Tuesday, August 19, 2014
Ex-Prosecutor Tapped for Northern District Judgeship
By a MetNews Staff Writer
President Obama said yesterday he intends to nominate Haywood S. Gilliam Jr. to the U.S. District Court for the Northern District of California.
Gilliam has been a partner at Covington & Burling LLP since 2009, where he is vice-chair of the firm’s White Collar Defense and Investigations practice group. From 2006 to 2009, he was a partner at Bingham McCutchen LLP.
Gilliam was an assistant U.S. attorney in the Northern District from 1999 to 2006, serving as chief of the Securities Fraud Section from 2004 to 2006. He worked at McCutchen, Doyle, Brown & Enersen from 1995 to 1998 and served as a law clerk to Judge Thelton E. Henderson of Northern District Court of California from 1994 to 1995.
He is a graduate of Yale University and Stanford Law School, and has served as a lawyer representative to the Ninth Circuit Judicial Conference; on the Northern District of California Magistrate Judge Merit Selection Panel, which he chaired in 2013; and on the Stanford Law School Board of Visitors. He was also co-chair of the law school’s San Francisco Alumni Chapter for the past two years
He won the Thomas I. Atkins Civil Rights Award from the San Francisco NAACP in 1998 and is a longtime board member of the Wiley Manuel Law Foundation in Oakland and served on the East Bay Community Law Center’s Advisory Board.
Sen. Dianne Feinstein, D-Calif., said in a statement:
“I recommended Haywood Gilliam to the president for this important position. Mr. Gilliam’s broad and impressive legal experience, ranging from federal prosecutor to a partner at a major law firm, will be a strong addition to the federal bench in northern California. I am confident he will serve with great distinction….

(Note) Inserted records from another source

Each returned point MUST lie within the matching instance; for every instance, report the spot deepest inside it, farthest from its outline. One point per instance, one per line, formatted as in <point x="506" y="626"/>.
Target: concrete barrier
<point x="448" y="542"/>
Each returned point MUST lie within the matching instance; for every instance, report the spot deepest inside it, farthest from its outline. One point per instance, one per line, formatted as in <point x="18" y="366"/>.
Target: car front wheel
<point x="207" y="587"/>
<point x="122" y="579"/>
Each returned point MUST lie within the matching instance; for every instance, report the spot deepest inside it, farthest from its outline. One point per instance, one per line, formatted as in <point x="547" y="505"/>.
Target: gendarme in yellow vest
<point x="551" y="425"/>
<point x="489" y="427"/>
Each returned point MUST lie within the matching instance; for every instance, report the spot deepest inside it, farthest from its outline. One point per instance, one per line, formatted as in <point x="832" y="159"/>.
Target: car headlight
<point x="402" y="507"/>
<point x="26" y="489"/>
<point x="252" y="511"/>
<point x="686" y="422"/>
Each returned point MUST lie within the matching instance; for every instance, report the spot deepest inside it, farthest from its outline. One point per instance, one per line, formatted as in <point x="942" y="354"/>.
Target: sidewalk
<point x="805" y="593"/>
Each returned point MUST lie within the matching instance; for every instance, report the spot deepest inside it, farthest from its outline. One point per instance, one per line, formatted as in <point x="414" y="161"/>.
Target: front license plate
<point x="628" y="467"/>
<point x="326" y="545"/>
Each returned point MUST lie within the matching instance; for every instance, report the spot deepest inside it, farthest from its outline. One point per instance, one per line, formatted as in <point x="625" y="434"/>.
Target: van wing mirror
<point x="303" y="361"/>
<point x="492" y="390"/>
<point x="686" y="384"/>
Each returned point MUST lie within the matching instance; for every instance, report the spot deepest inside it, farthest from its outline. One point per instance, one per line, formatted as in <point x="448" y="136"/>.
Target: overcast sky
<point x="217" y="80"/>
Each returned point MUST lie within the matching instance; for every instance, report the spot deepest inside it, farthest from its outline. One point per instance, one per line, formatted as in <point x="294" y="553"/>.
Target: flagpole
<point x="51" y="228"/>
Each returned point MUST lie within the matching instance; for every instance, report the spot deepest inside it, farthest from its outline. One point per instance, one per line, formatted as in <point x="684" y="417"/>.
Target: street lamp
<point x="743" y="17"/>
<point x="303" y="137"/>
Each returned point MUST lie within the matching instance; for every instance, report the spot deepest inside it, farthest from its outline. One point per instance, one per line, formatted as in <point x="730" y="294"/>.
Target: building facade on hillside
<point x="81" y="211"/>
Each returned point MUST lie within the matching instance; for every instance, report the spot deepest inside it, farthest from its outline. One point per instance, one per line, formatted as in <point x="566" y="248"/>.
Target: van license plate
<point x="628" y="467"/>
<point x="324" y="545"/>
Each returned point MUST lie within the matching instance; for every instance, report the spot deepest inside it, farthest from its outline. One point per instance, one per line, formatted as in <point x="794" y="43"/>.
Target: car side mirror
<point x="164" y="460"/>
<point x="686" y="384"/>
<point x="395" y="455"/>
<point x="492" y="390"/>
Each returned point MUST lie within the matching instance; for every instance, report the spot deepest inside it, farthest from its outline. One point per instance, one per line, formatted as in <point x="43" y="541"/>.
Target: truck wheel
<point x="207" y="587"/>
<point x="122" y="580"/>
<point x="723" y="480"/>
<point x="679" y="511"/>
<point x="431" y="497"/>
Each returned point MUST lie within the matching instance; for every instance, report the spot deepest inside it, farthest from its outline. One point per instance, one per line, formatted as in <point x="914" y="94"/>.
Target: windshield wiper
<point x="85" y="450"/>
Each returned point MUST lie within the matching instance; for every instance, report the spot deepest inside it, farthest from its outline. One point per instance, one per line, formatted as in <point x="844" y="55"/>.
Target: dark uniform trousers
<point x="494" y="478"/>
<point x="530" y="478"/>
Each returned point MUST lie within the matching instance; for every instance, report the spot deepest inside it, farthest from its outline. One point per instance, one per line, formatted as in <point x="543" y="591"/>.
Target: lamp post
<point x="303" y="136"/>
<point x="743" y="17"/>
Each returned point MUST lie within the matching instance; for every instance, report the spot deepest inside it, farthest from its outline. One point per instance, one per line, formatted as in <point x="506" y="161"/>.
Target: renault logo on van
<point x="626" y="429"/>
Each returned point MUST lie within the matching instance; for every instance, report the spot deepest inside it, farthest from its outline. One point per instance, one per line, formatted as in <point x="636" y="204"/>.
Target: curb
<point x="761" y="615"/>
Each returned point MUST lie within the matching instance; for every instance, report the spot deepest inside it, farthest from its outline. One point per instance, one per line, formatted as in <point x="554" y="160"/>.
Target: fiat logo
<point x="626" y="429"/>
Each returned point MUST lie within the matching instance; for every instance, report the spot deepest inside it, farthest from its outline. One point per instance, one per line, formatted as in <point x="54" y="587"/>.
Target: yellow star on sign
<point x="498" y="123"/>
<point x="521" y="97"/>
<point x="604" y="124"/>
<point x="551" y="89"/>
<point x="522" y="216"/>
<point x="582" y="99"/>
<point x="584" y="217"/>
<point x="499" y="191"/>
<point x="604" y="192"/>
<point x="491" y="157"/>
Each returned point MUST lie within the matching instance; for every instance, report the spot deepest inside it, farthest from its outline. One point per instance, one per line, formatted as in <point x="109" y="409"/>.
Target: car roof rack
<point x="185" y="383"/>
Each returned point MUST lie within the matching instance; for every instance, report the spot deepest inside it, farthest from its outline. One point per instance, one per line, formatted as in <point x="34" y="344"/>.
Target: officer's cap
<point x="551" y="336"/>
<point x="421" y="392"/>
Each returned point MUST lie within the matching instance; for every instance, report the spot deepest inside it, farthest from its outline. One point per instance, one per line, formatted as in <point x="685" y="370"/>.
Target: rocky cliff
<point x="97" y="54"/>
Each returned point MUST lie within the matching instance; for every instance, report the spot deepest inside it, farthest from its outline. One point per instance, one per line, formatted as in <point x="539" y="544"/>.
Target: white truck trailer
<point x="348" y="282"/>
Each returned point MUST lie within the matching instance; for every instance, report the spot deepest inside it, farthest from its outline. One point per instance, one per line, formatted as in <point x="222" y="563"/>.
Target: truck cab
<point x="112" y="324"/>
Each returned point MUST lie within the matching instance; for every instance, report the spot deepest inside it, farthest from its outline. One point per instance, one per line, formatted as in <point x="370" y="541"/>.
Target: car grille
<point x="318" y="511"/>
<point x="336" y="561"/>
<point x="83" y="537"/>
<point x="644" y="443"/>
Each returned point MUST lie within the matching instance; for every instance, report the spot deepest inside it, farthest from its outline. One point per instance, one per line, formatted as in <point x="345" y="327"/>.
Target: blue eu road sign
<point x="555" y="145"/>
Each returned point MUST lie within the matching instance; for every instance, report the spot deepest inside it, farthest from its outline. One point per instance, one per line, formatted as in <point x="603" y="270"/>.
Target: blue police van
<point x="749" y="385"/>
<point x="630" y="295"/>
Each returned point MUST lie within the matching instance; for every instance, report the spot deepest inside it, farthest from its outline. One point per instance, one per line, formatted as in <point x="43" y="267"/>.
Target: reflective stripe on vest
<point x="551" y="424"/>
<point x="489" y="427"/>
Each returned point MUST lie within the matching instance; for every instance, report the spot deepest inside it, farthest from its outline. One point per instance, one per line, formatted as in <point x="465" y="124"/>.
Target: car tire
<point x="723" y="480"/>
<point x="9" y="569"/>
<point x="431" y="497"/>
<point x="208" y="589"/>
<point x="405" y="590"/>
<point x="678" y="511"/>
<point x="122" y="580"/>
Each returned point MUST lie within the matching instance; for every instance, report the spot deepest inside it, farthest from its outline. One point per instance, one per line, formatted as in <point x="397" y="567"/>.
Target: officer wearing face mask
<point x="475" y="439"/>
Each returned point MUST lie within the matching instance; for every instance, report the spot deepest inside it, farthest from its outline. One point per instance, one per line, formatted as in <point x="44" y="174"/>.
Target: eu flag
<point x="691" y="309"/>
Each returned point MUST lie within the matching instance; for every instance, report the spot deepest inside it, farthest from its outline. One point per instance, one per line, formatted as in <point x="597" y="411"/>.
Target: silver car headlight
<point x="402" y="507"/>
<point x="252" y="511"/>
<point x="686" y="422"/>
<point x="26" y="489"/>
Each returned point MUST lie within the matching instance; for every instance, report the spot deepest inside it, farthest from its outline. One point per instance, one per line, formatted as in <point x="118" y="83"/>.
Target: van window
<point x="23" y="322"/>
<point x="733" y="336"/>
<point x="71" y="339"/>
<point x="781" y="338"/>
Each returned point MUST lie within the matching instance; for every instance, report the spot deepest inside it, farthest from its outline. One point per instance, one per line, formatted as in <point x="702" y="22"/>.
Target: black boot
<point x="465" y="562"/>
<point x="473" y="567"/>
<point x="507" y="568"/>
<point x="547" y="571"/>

“Filling this position is a priority because the Northern District of California has a significant caseload. The court has averaged more than 640 weighted filings per authorized judgeship—22 percent above the national average and well over the threshold set by the Judicial Conference of the United States for a ‘judicial emergency.’ Since 2011, the time for a civil case to get to trial has risen by 61 percent—from 21.2 months to 34.2 months.”